The first known sculptures in Africa are by the Nok people of Central Nigeria, going back from 500 BC to AD 200. The sculptures shaped out of clay have the contours of human figures and heads.
A huge gap marks the history of African art afterwards. Most of the surviving authentic ancestral masterpieces are crafted between the 14th to the 17th century. This is due to the fact that most of the materials that were available in this bridging period were perishable. The tribes had used several kinds of wood, textiles, plant fibres and leather. And these objects were eventually worn and in time damaged due to their daily and intensive use in rituals and ceremonies.
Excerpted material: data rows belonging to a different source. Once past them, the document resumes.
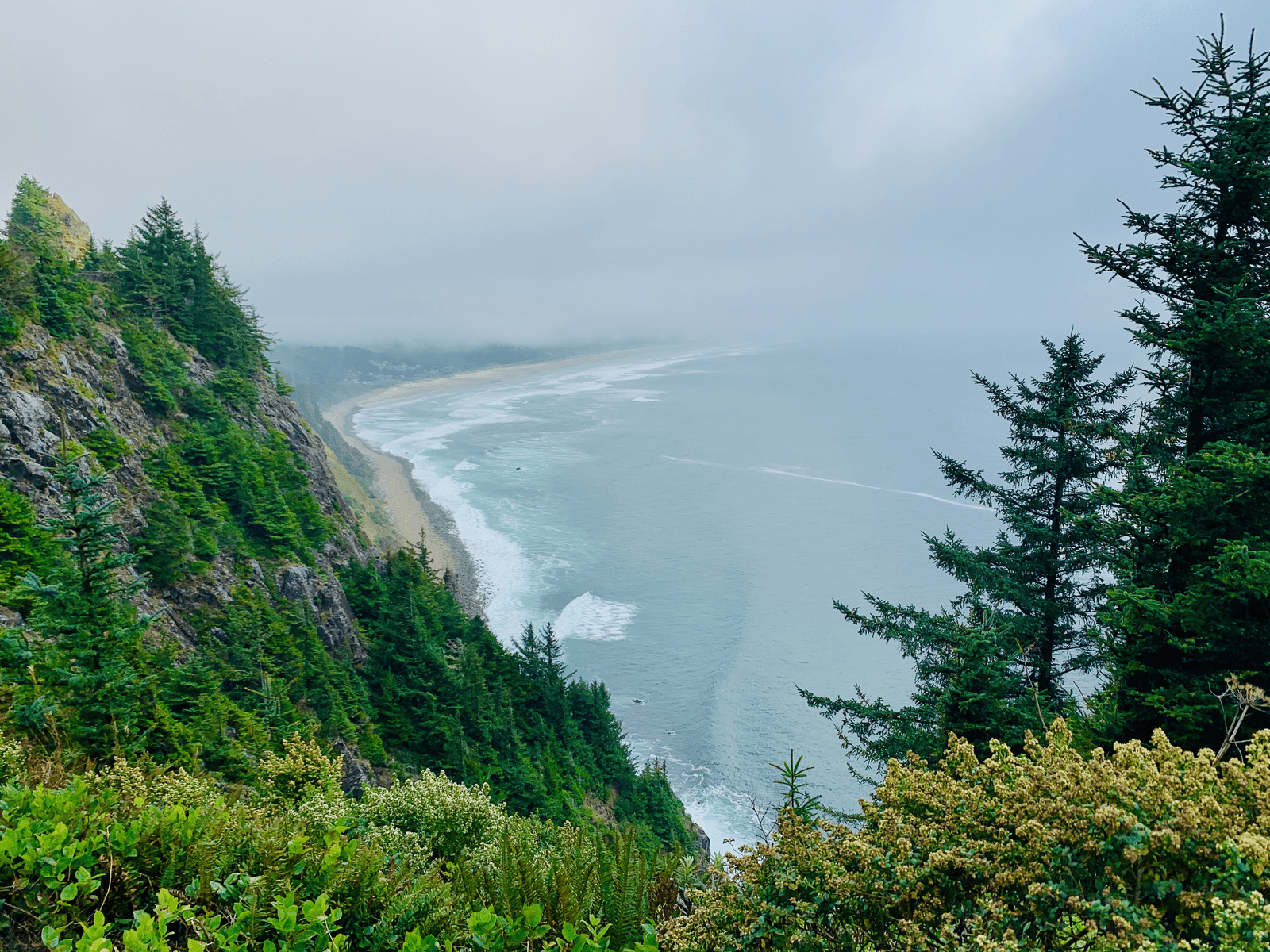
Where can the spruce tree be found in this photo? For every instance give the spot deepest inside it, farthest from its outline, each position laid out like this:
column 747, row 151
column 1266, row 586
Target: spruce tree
column 1189, row 607
column 995, row 663
column 88, row 636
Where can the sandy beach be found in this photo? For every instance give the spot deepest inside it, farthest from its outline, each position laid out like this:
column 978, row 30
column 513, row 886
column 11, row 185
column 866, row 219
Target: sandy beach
column 410, row 507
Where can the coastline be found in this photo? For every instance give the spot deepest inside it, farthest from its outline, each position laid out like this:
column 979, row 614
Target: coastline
column 406, row 501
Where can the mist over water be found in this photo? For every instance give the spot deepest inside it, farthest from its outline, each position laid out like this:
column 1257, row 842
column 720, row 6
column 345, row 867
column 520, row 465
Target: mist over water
column 686, row 518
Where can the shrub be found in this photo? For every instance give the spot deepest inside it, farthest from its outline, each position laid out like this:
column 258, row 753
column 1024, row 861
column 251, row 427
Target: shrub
column 1147, row 848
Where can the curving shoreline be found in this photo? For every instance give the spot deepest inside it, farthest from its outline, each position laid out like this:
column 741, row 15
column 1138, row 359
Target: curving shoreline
column 408, row 503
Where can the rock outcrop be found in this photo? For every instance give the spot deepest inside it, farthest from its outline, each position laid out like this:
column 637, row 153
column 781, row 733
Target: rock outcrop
column 327, row 605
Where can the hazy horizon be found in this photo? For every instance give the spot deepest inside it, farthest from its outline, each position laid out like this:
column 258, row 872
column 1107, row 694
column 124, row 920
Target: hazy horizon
column 573, row 173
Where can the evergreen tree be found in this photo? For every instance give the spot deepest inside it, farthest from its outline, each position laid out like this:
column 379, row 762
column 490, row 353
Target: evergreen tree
column 994, row 663
column 88, row 636
column 168, row 276
column 1185, row 512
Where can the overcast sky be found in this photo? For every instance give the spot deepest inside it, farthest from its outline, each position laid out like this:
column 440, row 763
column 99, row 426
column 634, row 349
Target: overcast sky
column 544, row 171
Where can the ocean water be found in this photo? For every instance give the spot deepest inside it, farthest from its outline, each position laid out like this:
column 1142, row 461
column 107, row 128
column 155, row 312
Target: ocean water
column 686, row 517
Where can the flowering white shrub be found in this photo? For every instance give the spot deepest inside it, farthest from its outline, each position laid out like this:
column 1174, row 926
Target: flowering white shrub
column 300, row 774
column 446, row 816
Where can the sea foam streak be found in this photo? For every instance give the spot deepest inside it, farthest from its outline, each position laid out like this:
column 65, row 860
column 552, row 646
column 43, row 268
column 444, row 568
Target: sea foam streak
column 592, row 619
column 826, row 479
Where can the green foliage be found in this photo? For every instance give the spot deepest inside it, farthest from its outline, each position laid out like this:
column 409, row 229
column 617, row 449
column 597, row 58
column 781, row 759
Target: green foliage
column 165, row 545
column 994, row 664
column 797, row 797
column 107, row 446
column 36, row 274
column 1146, row 847
column 448, row 697
column 84, row 636
column 248, row 492
column 25, row 545
column 152, row 858
column 1206, row 272
column 17, row 298
column 168, row 277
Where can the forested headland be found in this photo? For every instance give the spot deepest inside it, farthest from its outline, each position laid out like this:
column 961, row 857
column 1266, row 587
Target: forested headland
column 232, row 724
column 215, row 689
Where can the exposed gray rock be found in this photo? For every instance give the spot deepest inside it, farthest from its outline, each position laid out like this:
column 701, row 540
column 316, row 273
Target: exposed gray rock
column 357, row 770
column 27, row 418
column 328, row 606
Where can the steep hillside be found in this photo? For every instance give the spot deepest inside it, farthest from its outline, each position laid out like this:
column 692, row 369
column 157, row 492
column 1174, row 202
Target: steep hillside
column 186, row 583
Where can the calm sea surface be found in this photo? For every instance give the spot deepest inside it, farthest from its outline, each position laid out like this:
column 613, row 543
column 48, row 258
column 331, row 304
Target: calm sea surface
column 686, row 517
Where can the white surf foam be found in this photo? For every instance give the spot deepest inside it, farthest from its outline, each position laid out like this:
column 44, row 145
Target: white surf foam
column 592, row 619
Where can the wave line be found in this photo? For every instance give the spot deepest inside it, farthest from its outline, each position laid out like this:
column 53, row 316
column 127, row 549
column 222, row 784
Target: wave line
column 826, row 479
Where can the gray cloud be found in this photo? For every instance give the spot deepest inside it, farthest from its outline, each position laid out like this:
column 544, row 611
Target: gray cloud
column 529, row 171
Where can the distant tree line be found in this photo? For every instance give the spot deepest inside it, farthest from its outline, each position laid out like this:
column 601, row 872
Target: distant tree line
column 1136, row 532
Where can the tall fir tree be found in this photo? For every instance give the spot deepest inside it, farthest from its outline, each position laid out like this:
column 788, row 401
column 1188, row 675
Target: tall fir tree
column 87, row 651
column 995, row 663
column 1191, row 605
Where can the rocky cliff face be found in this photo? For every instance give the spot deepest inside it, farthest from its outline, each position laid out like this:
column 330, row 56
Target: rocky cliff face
column 55, row 390
column 75, row 236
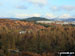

The ancient Egyptians belonging to the western tribes have greatly influenced the region's art history. The Egyptian form of art is extremely symbolic, as illustrated by the artefacts still being found from the monuments and tombs.
They symbolise the ethnic group's culture that gives life to mythical gods and goddesses, emphasises life after death and preserves the knowledge of their ancestors. Due to the Egyptians' resistance to internal change and foreign influence, their part in shaping the history has remained astonishingly constant for a time period of 3000 years.

Around the 10th century, in the parts within the sub-Saharan Africa, a more elaborated way of producing crafts were introduced in the African art history. Amid the most inventive and technically advanced creation in African art include the bronze work of the Igbo-Ukwu. Excavations brought out a great number of intricately detailed bronze sculptures in the form of regalia castings and ritual vessels.
The most important and among the earliest occurrence of realism is noted in the works of the Yoruba people of Ilé-Ifè. Among their native masterpieces include realistic stone, bronze, and terracotta sculptures. The advanced artistic culture of the Yoruba was more highlighted on the discoveries of stunning life-sized bronze and terracotta figures between the 1910 and 1930.
With the development of the different political systems, religions, culture and ways of doing day-to-day things, came the significant and extraordinary advancement in African art history. With improved tools and more medium to create attractive objects of religious or functional importance, the number and design of crafts have become limitless.
Statues, paintings, masks, fabrics, furniture, pottery, beadwork, baskets and metalwork flourished throughout African art history, making the continent one of the most sought-after destinations amid the connoisseurs of art and culture.